2.1.24

In a new light

The wind came out of nowhere and yellow leaves rained down in the sun. One got stuck on my black winter coat, like a brooch. A newborn was crying, the parents, seated at the table behind me, spoke soft words to reassure the baby that was wrapped in warm layers and so tiny she fitted in the space between her father’s body and his fluffy jacket. It was cold but not too cold to sit outside in the sun, the waitress who always looks stern and some days ignores me, smiled at me today. A new year, people seemed happy, maybe because of the sun, maybe because of the new life, maybe because the one that ended is behind us.

I don’t care for new year’s eve, I care more for the moment the longest night ends and the sun comes up at the same time it did the day before but sticks around a minute longer. I crossed the square where I am drinking my coffee now that morning 20 minutes before sunrise, when all the birds are gathered in the trees that just now shed their leaves and sing under a dark blue sky that will turn pink in minutes. It is not a holiday, it is an event without pressure because it is a natural event. No presents need to be bought because the light after the dark is the present. Winter still lies ahead but the days are getting longer again. You can call that hope. Or joy. Something to hold onto. Not something to lean into.

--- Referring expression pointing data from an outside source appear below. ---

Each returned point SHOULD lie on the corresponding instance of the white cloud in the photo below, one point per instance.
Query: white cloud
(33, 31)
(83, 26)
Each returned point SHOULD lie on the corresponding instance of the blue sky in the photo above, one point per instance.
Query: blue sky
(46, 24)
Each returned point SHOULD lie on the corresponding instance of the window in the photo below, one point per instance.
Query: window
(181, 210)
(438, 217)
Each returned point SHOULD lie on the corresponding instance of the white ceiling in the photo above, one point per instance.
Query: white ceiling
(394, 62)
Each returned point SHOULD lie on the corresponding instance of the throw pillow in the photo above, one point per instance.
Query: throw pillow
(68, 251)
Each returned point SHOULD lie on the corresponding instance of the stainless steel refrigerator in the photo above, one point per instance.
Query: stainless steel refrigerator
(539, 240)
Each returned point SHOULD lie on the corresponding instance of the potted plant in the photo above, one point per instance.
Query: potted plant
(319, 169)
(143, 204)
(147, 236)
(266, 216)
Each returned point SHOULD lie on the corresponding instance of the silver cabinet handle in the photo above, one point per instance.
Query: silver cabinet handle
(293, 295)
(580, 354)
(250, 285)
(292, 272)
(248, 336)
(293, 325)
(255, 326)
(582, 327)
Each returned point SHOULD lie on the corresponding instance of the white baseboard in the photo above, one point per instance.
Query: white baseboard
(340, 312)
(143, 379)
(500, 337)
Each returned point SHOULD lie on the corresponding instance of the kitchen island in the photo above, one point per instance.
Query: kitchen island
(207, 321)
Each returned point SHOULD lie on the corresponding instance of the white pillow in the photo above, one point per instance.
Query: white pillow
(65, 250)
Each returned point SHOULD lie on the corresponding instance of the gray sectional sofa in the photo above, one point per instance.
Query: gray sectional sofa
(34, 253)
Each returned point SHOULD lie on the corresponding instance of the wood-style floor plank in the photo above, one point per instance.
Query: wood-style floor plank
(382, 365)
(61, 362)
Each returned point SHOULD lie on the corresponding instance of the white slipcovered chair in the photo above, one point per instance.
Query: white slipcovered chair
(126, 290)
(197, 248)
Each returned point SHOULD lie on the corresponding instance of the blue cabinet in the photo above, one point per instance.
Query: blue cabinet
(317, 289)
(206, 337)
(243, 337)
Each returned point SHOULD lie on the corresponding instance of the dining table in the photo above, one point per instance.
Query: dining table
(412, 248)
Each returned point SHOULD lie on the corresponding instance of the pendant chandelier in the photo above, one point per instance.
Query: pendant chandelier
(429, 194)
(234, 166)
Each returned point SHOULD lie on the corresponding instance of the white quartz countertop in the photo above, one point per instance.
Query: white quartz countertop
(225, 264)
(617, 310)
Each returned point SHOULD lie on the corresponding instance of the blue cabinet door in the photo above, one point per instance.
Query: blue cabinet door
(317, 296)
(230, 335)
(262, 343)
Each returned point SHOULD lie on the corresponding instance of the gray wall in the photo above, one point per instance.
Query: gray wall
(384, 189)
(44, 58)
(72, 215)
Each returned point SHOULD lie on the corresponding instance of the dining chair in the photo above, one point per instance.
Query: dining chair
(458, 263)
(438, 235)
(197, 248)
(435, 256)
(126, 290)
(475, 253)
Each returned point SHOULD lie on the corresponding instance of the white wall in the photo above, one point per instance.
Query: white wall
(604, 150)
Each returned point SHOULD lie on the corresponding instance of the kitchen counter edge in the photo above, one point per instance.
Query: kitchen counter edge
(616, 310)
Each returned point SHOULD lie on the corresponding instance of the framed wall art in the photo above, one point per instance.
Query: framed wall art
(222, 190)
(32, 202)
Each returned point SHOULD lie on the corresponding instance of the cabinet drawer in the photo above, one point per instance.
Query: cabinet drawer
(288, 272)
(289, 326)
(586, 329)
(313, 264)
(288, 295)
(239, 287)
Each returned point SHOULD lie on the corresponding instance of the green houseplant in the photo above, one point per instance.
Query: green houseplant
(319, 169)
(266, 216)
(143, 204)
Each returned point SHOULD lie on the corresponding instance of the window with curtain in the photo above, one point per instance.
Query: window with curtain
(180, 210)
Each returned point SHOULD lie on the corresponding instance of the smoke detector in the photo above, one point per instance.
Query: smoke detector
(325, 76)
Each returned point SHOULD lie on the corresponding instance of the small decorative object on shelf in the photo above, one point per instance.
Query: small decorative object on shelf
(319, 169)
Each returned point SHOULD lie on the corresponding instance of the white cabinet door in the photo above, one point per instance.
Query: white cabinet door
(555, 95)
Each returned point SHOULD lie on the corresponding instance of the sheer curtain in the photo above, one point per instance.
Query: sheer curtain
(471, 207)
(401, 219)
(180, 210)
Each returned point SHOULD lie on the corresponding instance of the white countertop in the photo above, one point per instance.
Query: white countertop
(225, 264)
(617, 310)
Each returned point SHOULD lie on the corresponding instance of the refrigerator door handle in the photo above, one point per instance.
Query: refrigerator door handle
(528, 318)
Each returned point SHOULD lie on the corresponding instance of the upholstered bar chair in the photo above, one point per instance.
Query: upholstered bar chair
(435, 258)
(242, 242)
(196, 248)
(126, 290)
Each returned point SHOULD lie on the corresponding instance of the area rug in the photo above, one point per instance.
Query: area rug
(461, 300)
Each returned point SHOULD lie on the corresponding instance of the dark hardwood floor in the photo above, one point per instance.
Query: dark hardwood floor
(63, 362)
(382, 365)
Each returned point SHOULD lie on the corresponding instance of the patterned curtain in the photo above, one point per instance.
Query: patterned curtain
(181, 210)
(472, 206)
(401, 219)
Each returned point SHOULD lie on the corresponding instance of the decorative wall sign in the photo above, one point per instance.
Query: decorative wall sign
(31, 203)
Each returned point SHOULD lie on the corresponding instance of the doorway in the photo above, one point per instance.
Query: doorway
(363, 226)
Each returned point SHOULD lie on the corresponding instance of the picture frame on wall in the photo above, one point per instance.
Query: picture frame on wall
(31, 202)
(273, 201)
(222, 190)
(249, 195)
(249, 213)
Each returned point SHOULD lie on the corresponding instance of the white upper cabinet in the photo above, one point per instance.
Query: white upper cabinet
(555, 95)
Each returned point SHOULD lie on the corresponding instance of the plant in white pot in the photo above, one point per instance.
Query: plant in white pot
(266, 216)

Celebrating the returning of the light, which in my case was nothing more than bearing witness, being present when the sun appeared over the line that separates the sky from the sea, is easy on your own. New Year is a different story. Choosing to not celebrate, or celebrate on your own, is scary when the whole world around you does and you’re in the middle of a city, not because you feel left out (and I wasn’t, because there were plenty of invitations) but because it can be discomforting to be different when you’re not in a quiet place, even when you’re in a tranquil state of mind.